9.1 Model retraining frequency policy
Models are reviewed at least quarterly for retraining eligibility, and retraining is triggered earlier when drift diagnostics, segment-support degradation, or business-metric regressions exceed defined governance thresholds.
9.2 Incident response for model degradation
If material model degradation is detected, the platform escalates to the latest known-good locked artifact/threshold profile and initiates an incident review with remediation and revalidation before re-release.
10. Current Risks and Open Actions
- Denial model: strict aggregate target bundle is close but not consistently full-pass across all seeds; continue incremental interaction tuning while preserving calibration and stability.

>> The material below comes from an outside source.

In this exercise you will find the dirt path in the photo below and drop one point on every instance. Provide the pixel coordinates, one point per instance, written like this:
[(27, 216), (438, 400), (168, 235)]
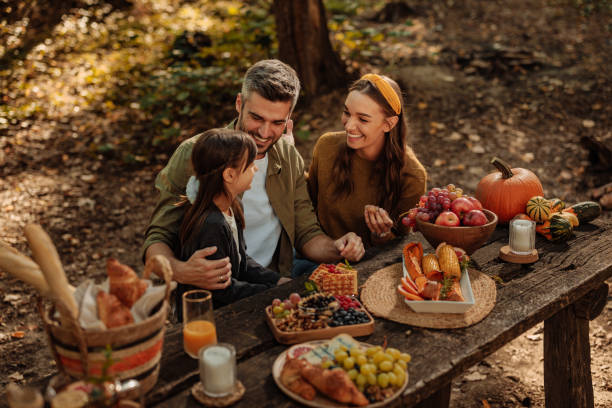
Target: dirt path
[(522, 81)]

- Reimbursement: primary business gate is stable; continue watching lower-seed R2 variability as secondary diagnostic, not primary release blocker.
- Prior auth and appeals: currently strong in current synthetic regime; continue monitoring for payer-mix shifts in pilot data.
11. Summary
The platform now runs with explicit model governance controls, locked artifacts/configuration, deterministic evaluation baselines, and production-oriented observability.
Validation status is strong for prior auth, reimbursement business metrics, appeals structure, and cross-model integrity. Denial calibration and lift are stable, with remaining work focused on closing the final discrimination/capture margin under strict multi-seed targets.